I take the opportunity to thank all ofthose who will take a few minutes to read my humble impressions andleave comments, advice, criticism and questions.

Greetings to you all! Stay tuned forthe next review!


----------



## blueridgeman (Nov 29, 2017)

Mod edit. No need to quote the entire review. Clutters up the thread. WW

Pics not working for me, says designed in Finland..is it made in China though?


----------



## Woods Walker (Nov 30, 2017)

I also reviewed this headlamp. It did just great in my bad weather and flooded river submersion tests. Nice beam etc etc etc. Some of the anodizing/coating chipped off over time but then again I wasn't careful with it. The headband is a major winner. Wide strap and SS harness system much like the Fenix HL50 has.

edit. Thread moved to headlamps. Expiring redirect left in previous forum.


----------



## PolarLi (Nov 30, 2017)

Woods Walker said:


> Wide strap and SS harness system



I really like the concept of SS hardware, but won't a part of the SS eyelet be in contact with your forehead if used without a beanie? If it does, I assume it could feel really cold if used outside in low temps? Or maybe leave a bigger mark in your skin if used indoors for many hours?


----------



## Woods Walker (Dec 5, 2017)

PolarLi said:


> I really like the concept of SS hardware, but won't a part of the SS eyelet be in contact with your forehead if used without a beanie? If it does, I assume it could feel really cold if used outside in low temps? Or maybe leave a bigger mark in your skin if used indoors for many hours?



I wear a beanie with it and my Fenix HL50 which has the same harness in the cold. Have not tried it without but there is a cold snap coming in a few days and will take it out on a night hike.


----------



## Woods Walker (Dec 19, 2017)

PolarLi said:


> I really like the concept of SS hardware, but won't a part of the SS eyelet be in contact with your forehead if used without a beanie? If it does, I assume it could feel really cold if used outside in low temps? Or maybe leave a bigger mark in your skin if used indoors for many hours?

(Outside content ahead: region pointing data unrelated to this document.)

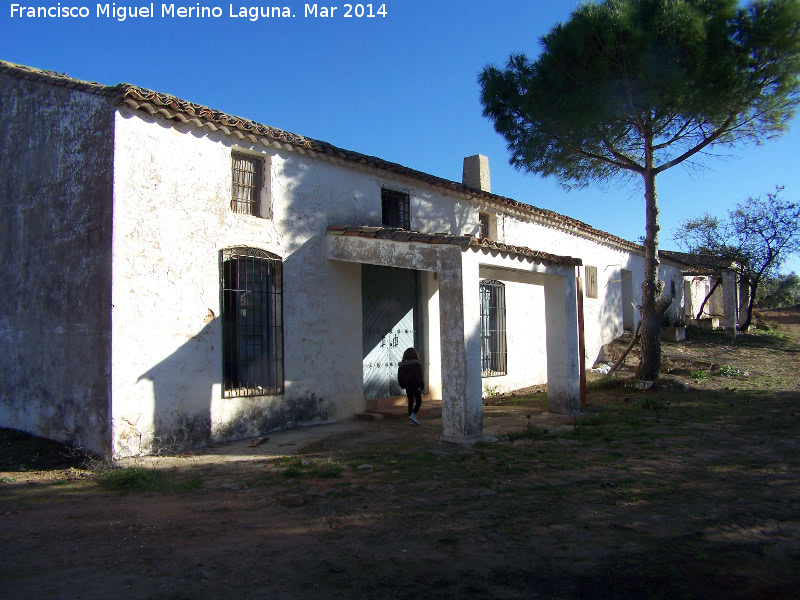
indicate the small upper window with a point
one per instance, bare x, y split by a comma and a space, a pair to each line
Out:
483, 219
396, 209
591, 282
247, 173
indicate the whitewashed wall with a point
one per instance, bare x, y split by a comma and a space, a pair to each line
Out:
171, 219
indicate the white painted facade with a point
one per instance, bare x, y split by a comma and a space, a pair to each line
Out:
170, 197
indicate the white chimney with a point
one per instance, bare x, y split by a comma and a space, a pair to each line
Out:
476, 173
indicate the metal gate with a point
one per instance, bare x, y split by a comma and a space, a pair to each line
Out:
389, 315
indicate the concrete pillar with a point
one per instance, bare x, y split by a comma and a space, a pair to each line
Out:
459, 309
563, 356
729, 302
744, 299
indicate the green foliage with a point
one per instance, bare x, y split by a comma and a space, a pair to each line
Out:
131, 479
141, 479
754, 240
623, 76
778, 291
631, 88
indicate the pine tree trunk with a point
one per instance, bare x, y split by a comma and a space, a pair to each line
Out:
650, 363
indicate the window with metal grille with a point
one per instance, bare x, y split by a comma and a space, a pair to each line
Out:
591, 282
396, 209
246, 186
494, 359
252, 322
483, 219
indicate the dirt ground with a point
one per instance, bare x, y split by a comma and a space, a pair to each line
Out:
690, 489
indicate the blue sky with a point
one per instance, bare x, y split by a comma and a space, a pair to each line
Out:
402, 87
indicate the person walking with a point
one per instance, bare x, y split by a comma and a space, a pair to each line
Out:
411, 379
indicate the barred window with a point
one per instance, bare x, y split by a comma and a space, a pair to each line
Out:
246, 184
483, 219
396, 209
591, 282
252, 322
494, 359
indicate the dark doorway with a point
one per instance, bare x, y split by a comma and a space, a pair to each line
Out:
390, 316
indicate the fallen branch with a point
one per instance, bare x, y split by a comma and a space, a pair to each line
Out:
621, 359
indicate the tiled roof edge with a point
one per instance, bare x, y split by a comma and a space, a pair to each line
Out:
138, 97
403, 235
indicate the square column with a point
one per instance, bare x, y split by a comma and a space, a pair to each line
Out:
459, 309
730, 304
744, 299
563, 355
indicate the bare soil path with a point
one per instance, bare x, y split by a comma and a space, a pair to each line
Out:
698, 499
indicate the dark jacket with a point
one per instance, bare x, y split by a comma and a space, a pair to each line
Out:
409, 375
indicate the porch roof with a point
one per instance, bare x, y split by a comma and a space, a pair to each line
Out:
403, 235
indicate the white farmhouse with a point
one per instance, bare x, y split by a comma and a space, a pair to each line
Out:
173, 275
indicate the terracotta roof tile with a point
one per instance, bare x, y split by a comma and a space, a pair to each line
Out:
402, 235
182, 110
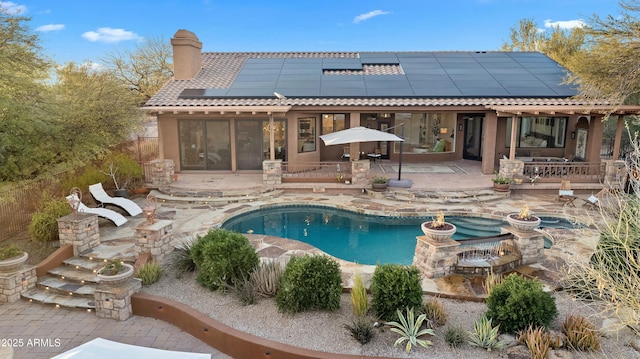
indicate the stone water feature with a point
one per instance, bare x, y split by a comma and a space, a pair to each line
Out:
480, 256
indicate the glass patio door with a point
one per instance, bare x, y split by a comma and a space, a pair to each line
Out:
249, 152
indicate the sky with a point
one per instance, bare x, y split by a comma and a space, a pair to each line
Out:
87, 30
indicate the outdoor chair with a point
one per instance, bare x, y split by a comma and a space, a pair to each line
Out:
113, 216
565, 194
102, 198
376, 155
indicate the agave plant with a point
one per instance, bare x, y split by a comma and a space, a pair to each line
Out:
409, 329
485, 335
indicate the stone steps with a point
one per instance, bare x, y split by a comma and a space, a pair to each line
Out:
72, 284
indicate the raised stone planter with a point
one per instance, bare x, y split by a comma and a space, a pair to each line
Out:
440, 233
117, 279
13, 264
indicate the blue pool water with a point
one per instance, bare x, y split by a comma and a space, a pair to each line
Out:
353, 236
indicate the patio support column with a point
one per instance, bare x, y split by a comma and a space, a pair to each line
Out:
514, 133
618, 138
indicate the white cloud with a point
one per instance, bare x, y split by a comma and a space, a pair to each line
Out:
50, 27
12, 8
109, 35
569, 24
369, 15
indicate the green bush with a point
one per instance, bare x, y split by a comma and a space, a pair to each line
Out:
149, 273
519, 302
223, 257
395, 287
44, 224
310, 282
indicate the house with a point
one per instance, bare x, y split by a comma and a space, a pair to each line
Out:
232, 111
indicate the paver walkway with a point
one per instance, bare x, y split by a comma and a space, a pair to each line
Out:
47, 331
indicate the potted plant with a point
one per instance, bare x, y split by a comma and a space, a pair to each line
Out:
115, 272
379, 183
500, 182
11, 258
122, 170
523, 220
437, 229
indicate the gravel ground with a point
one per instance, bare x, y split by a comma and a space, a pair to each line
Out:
320, 330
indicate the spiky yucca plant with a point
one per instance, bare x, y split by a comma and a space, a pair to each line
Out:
359, 296
267, 278
435, 312
580, 333
485, 335
409, 329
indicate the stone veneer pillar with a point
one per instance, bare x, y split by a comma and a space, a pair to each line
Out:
530, 244
435, 259
615, 174
14, 283
154, 238
162, 172
114, 302
80, 230
360, 172
271, 173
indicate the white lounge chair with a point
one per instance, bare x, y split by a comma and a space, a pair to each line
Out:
113, 216
102, 198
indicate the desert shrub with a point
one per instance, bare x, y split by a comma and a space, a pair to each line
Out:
180, 259
310, 282
455, 336
44, 224
539, 341
435, 312
223, 256
361, 329
519, 302
485, 335
395, 287
580, 333
149, 273
359, 296
267, 278
245, 289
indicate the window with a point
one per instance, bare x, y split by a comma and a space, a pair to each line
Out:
333, 122
306, 134
538, 132
427, 132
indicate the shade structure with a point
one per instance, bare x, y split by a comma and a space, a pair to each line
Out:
358, 134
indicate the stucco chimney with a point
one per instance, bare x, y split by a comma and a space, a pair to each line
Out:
187, 56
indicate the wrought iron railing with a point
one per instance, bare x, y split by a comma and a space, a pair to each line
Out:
553, 171
316, 171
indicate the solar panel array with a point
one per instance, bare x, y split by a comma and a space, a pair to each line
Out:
423, 74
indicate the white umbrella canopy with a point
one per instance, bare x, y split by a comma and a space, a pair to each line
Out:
357, 134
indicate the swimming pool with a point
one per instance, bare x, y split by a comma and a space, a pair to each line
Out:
355, 237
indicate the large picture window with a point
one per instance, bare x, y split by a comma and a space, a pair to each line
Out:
333, 122
538, 132
306, 134
427, 132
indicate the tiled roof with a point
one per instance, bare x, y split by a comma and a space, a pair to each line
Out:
220, 71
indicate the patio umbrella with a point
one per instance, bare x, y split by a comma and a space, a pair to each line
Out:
362, 134
358, 134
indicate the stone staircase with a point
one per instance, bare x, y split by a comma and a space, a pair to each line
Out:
72, 284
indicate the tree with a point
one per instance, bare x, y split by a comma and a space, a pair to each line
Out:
24, 127
146, 69
94, 109
611, 69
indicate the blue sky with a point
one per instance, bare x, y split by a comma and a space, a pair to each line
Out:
85, 30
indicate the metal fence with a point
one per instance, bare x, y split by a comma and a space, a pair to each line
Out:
19, 202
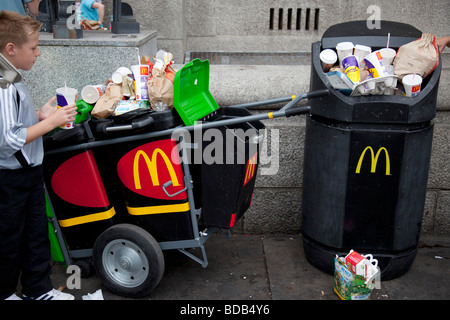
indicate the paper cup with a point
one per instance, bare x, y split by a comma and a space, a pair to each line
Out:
374, 63
388, 56
328, 58
412, 84
140, 78
344, 49
91, 94
64, 97
351, 68
361, 52
119, 73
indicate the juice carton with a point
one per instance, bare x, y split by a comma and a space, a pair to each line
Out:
361, 265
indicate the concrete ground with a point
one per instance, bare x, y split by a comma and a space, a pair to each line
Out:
274, 267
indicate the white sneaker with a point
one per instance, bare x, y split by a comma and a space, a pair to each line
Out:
13, 297
52, 295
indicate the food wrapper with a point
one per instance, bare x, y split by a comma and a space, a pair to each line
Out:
420, 57
107, 103
349, 286
161, 79
125, 106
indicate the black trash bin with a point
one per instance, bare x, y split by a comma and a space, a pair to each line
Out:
366, 162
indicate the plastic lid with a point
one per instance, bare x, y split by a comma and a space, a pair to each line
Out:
344, 46
363, 48
328, 56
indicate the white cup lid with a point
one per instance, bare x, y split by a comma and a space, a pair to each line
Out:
344, 46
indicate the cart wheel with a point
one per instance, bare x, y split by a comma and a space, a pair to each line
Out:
128, 260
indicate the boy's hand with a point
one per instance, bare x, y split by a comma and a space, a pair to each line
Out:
63, 115
47, 109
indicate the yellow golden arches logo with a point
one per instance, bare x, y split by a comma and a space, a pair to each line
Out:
152, 168
374, 159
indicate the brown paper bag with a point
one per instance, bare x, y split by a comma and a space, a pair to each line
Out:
420, 56
107, 103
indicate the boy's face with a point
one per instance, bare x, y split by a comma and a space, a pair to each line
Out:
25, 56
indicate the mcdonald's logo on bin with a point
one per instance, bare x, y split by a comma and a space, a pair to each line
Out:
374, 160
251, 168
145, 169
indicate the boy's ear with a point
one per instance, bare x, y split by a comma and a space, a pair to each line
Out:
10, 49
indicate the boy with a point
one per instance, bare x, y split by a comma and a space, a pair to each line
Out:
24, 244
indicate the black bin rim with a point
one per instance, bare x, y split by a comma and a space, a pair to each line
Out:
367, 109
358, 32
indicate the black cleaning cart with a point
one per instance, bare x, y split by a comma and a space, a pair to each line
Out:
119, 192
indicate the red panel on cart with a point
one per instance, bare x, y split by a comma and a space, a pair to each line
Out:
78, 182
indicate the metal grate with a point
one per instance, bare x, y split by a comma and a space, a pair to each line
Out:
291, 19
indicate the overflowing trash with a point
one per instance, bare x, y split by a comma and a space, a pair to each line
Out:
355, 276
356, 70
147, 85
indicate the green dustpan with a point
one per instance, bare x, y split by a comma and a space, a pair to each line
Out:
191, 96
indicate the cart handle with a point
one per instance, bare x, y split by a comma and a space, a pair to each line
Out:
139, 123
309, 95
169, 183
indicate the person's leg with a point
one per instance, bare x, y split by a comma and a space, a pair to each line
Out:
12, 200
35, 246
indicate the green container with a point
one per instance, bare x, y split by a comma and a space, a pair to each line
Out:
191, 96
83, 109
55, 247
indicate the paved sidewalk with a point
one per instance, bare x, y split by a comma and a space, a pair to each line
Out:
274, 267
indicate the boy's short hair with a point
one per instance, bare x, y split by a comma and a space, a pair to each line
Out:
15, 28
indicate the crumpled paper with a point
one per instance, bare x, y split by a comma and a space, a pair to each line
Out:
97, 295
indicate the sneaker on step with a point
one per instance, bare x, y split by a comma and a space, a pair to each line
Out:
13, 297
52, 295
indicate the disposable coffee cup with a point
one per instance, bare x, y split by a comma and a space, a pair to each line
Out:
375, 64
388, 56
119, 74
64, 97
361, 52
351, 68
91, 94
344, 49
412, 84
140, 78
328, 58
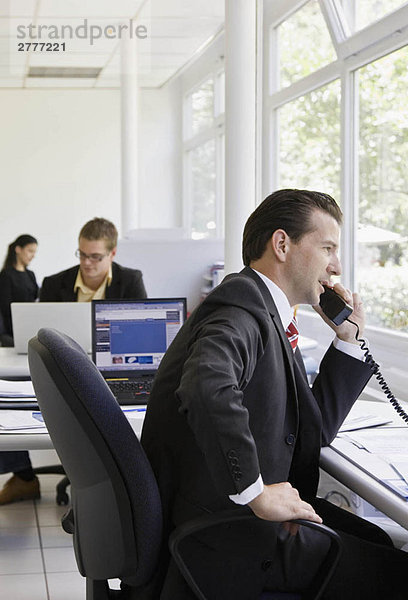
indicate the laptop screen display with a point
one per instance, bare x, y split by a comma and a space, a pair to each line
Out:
133, 335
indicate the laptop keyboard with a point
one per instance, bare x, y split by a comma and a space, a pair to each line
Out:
131, 392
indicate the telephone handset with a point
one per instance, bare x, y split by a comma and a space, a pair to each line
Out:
334, 307
339, 311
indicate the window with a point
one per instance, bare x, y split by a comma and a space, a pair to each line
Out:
361, 13
335, 98
204, 157
309, 141
304, 44
383, 198
203, 171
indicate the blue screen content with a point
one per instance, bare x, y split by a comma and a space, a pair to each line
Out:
138, 337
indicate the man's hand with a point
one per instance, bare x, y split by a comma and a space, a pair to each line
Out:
281, 502
346, 331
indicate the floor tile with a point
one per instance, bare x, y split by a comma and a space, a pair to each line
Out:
13, 562
14, 538
22, 515
50, 515
55, 537
66, 586
59, 560
23, 587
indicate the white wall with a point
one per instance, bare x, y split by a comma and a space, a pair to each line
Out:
160, 167
60, 166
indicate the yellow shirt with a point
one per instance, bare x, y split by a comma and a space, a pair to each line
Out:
85, 294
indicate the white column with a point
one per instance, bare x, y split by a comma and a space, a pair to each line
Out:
129, 134
240, 124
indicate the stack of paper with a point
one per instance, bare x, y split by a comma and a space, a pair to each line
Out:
16, 389
20, 420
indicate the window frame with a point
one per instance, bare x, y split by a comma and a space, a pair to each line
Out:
191, 141
353, 52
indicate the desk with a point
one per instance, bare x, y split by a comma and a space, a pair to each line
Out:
40, 439
13, 364
339, 460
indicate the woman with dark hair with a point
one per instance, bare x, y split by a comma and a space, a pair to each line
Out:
17, 284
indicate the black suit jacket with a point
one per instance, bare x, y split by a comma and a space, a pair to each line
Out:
230, 401
126, 283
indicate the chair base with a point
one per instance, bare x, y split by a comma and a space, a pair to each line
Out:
62, 498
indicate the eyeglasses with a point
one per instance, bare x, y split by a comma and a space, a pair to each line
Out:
92, 257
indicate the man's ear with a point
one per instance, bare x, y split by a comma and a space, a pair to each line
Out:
280, 243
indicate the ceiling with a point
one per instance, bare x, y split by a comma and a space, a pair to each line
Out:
171, 33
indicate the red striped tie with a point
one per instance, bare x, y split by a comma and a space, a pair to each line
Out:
293, 333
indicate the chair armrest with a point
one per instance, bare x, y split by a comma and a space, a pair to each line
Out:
245, 514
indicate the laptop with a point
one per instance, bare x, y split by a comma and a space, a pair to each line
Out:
130, 338
72, 318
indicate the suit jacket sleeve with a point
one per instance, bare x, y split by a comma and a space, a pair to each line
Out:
47, 292
5, 301
221, 361
340, 382
135, 287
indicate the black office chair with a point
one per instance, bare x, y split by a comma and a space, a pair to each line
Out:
116, 510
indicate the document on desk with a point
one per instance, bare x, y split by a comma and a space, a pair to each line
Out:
382, 453
20, 420
16, 389
367, 414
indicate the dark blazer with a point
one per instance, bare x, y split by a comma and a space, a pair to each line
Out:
126, 283
231, 400
15, 286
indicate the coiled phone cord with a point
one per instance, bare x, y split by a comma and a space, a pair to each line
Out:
375, 367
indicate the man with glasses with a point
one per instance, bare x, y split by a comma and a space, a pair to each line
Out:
97, 276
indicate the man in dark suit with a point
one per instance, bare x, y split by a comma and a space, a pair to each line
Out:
97, 276
232, 420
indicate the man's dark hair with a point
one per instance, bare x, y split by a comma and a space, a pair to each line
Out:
100, 229
289, 210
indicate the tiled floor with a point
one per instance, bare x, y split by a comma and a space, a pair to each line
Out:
36, 556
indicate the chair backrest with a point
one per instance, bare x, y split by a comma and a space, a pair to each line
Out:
115, 499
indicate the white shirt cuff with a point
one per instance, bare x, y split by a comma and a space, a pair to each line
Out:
249, 493
349, 348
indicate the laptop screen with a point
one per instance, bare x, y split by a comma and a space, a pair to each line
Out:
131, 336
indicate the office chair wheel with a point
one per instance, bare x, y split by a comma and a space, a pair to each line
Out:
62, 499
62, 496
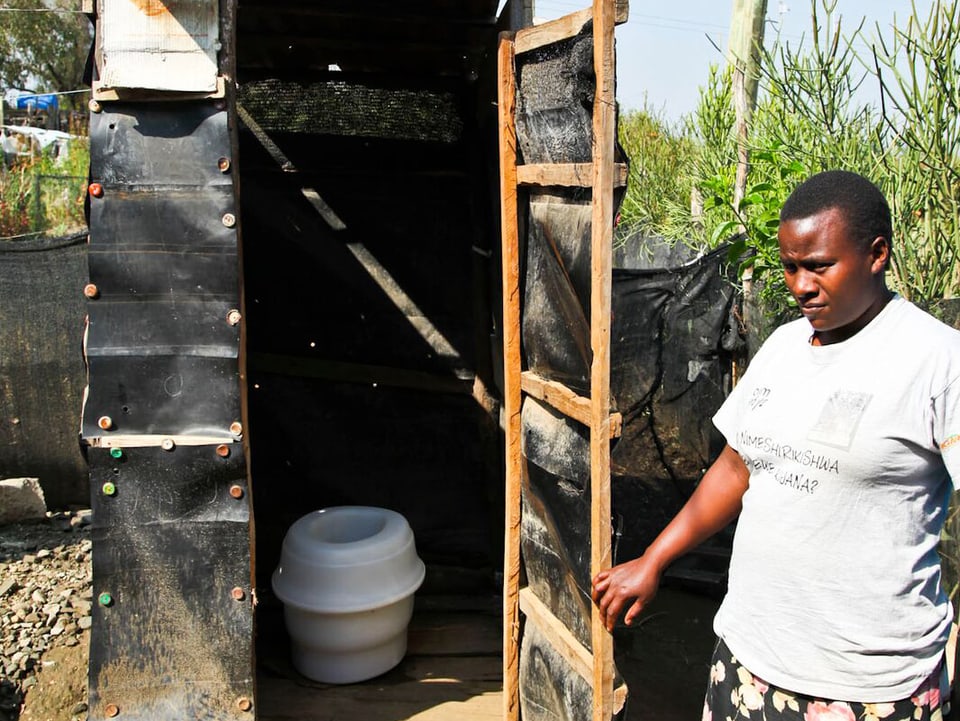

Having rode out the first snow of the season in the woods I can say it was actually hot not cold. The reason being my Hot tent was about 140 F inside with my wood stove cranking. I did take it jogging on a few cold nights and yes the metal was cold however the headband is so generous in width and length it easily fit over my hat so was really comfortable.


----------



## PolarLi (Dec 21, 2017)

Thanks for the update!


----------



## karlthev (Dec 27, 2017)

Unfortunately there is no US dealership network.


Karl


----------



## Woods Walker (Dec 27, 2017)

Jogged this dusk with the Compass Mini R. I was maybe 12 degrees F. I was wearing just the funky thin (but really useful) head cover they sell. It was comfortable. Going to take this for my next winter outing which should be kinda chilly. The 1XCR123 will offer advantages in the cranking cold.


----------



## howfe (Dec 27, 2017)

Did Armytek not patent their headlamps?

The headband looks like it is of fenix (hl50, etc.).


----------



## Woods Walker (Dec 28, 2017)

howfe said:


> Did Armytek not patent their headlamps?
> 
> The headband looks like it is of fenix (hl50, etc.).



I have both the AT wizard and wizard pro, Lumonite compass R and Compass Mini and HL50. They're actually different in lots of ways IMHO.


----------



## Genzod (Dec 28, 2017)

blueridgeman said:


> ...
> 
> Pics not working for me...



At least the page loads fast.


----------



## karlthev (Jan 3, 2018)

I had posted previously however, I feel a need to indicate there does not seem to be any way of obtaining any of the lumonite headlamps. I just spent an exasperating month attempting to purchase the Navigator 3000 and even now, have not received full refund of my money. I have no doubt their products are performers however, "losing" over $30 in unrecovered costs for the "privilege" of numerous e-mails and no light just isn't worth the entertainment fee.



Karl


----------



## karlthev (Mar 15, 2019)

My last post was brought to my attention by this company this past week. In fact the full refund was recovered and, I am of the understanding their line of headlamps are now available in the US. The specific model in which I had been interested at the time of my last post has been updated to an improved version. 

Karl


----------